Fig. 1 - Fotografia di Maurice Merleau-Ponty.
Fonte: Creative Commons, Cortesia di Lorella Scacco
Una
prima osservazione da fare è che la Krauss non ha considerato
l'impatto della filosofia esistenzialista introdotta attraverso il
testo di Jean-Paul Sartre sull'acclamata mostra personale di
Alberto Giacometti alla Pierre Matisse Gallery di New York nel 1948.
Il
catalogo, dalla grafica originale, riproduceva diverse opere
recentissime, di cui alcune non conservate, fotografate da Patricia
Echaurren Matta nello studio di Giacometti, insieme al saggio in
inglese di Sartre, La
ricerca dell'assoluto
e ad una lettera autobiografica di Giacometti. In questa mostra
comparirono per la prima volta le figure filiformi dell'artista
svizzero del ‘47, a grandezza naturale, che ottennero un notevole
successo fra i collezionisti e gli artisti americani, ma non presso
la stampa e il pubblico. Il saggio di Sartre fu pubblicato nel
gennaio del ‘48 anche sulla rivista francese Les
Temps Modernes,
co-diretta da Sarte con Merleau-Ponty, quindi simultaneamente
all'esposizione di New York.
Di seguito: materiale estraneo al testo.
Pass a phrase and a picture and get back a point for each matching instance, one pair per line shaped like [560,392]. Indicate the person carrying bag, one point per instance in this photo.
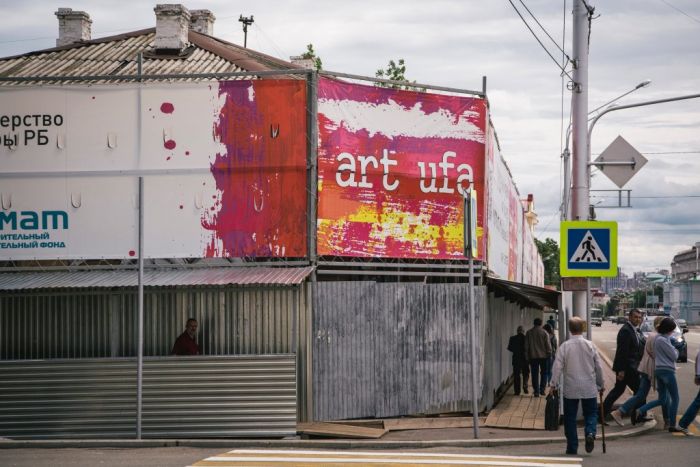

Nel testo lo scrittore evidenzia quella
sorta di alleanza tra la materia e il corpo che avviene in Giacometti
durante l'esecuzione delle sculture, come con il gesso, che grazie
alla sua duttilità, non rallenta la sua creazione.
Fig. 2 - Frontespizio del primo numero della
rivista mensile francese Les Temps Modernes (ottobre 1945)
Fonte: Wikimedia Commons, Cortesia di Lorella Scacco
Sempre
nel '48, il libro di Sartre L'existentialisme
est un humanisme
(L'esistenzialismo è un umanismo, 1946) fu tradotto in inglese da
Philip Mairet e pubblicato col titolo Existentialism
and Humanism.
Da queste pubblicazioni si evince una certa consapevolezza
dell'esistenzialismo, e di conseguenza della fenomenologia, già
presente negli Stati Uniti prima del 1962. Inoltre, nel 2001 Hobbs ha
rilevato che già a metà degli anni Quaranta esisteva un
collegamento tra la teoria dell'arte americana e il pensiero di
Merleau-Ponty.
La sua ricerca sul riscontro americano alla filosofia di
Merleau-Ponty nel secondo dopoguerra ha infatti rivelato una
significativa discussione e corrispondenza del filosofo francese con
il critico d'arte statunitense Harold Rosenberg. Questo dialogo
mostra che le idee di Merleau-Ponty circolavano già nell'arte
americana precedentemente alla prima versione inglese dei suoi saggi
disponibile dal 1962. Inoltre, nel 1956 Merleau-Ponty curò una
pubblicazione intitolata Les
philosophes célèbres
(I celebri filosofi),
in cui Rosenberg è incluso in una selezione di scrittori e filosofi
provenienti da Europa, Gran Bretagna e America settentrionale.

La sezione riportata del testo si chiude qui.